Prove that $R^{2}$ cannot decrease when adding a variable

I think it's best to use matrix notation to answer this. Suppose the original estimate by OLS is $$y=X\beta+u \tag{1}$$ where $X$ is an $n\times p$ matrix of observables, $\beta$ is a $p\times 1$ vector of coefficients obtained by OLS and $u$ is a $p\times 1$ vector of residuals.
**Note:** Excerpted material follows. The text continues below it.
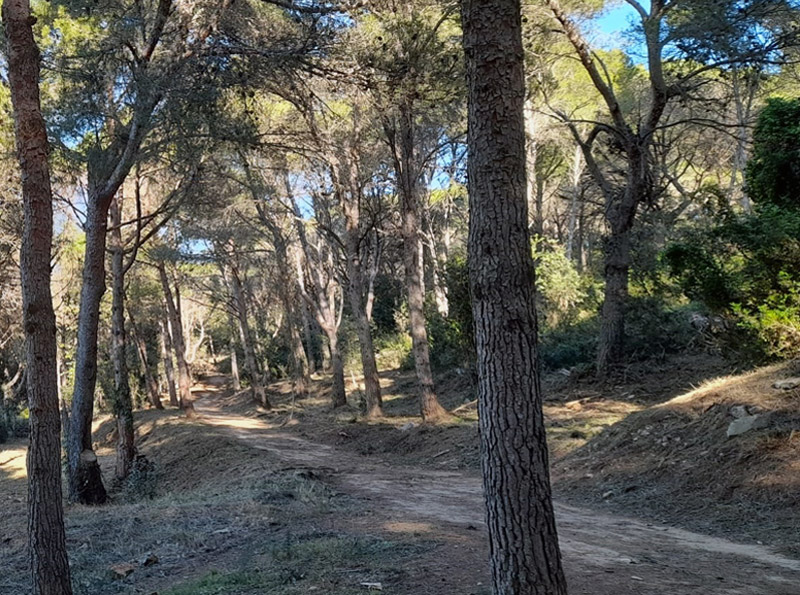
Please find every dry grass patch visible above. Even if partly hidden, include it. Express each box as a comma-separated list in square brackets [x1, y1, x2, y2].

Now we add a new variable $X_0$ and perform a new OLS estimate $$y=X_0\hat{\beta}_0+X\hat{\beta}+v \tag{2}.$$ Since $\beta$, $\hat{\beta}_0$ and $\hat{\beta}$ are all OLS estimates we know that $u^TX=v^TX_0=v^TX=0$.

Combine $(1)$ and $(2)$ to get $$X\beta+u=X_0\hat{\beta}_0+X\hat{\beta}+v \tag{3}.$$ If we multiple both sides of $(3)$ by $u^T$ we have $$u^Tu=u^TX_0\hat{\beta}_0+u^Tv.$$ Similarly, multiplying by $v^T$ gives $$v^Tu=v^Tv.$$ This tells us that $$u^TX_0\hat{\beta}_0=u^Tu-v^Tv \tag{4}.$$

Finally,

$ \begin{align*} v^Tv&=(y-X_0\hat{\beta}_0-X\hat{\beta})^T(y-X_0\hat{\beta}_0-X\hat{\beta}) \\ &=(X\beta+u-X_0\hat{\beta}_0-X\hat{\beta})^T(X\beta+u-X_0\hat{\beta}_0-X\hat{\beta})\qquad\text{from $(1)$} \\ &=(X(\beta-\hat{\beta})-X_0\hat{\beta}_0+u)^T(X(\beta-\hat{\beta})-X_0\hat{\beta}_0+u) \\ &=(X(\beta-\hat{\beta})-X_0\hat{\beta}_0)^T(X(\beta-\hat{\beta})-X_0\hat{\beta}_0)+2u^T(X(\beta-\hat{\beta})-X_0\hat{\beta}_0)+u^Tu \\ &=(X(\beta-\hat{\beta})-X_0\hat{\beta}_0)^T(X(\beta-\hat{\beta})-X_0\hat{\beta}_0)-2u^TX_0\hat{\beta}_0+u^Tu \\ &=(X(\beta-\hat{\beta})-X_0\hat{\beta}_0)^T(X(\beta-\hat{\beta})-X_0\hat{\beta}_0)-2(u^Tu-v^Tv)+u^Tu \qquad\text{using $(4)$}\\ &=(X(\beta-\hat{\beta})-X_0\hat{\beta}_0)^T(X(\beta-\hat{\beta})-X_0\hat{\beta}_0)-u^Tu+2v^Tv \\ u^Tu&=(X(\beta-\hat{\beta})-X_0\hat{\beta}_0)^T(X(\beta-\hat{\beta})-X_0\hat{\beta}_0)+v^Tv \\ &\geq v^Tv. \end{align*} $

This says that the new SSE is less than the original SSE. It follows that $R^2$ must increase (weakly).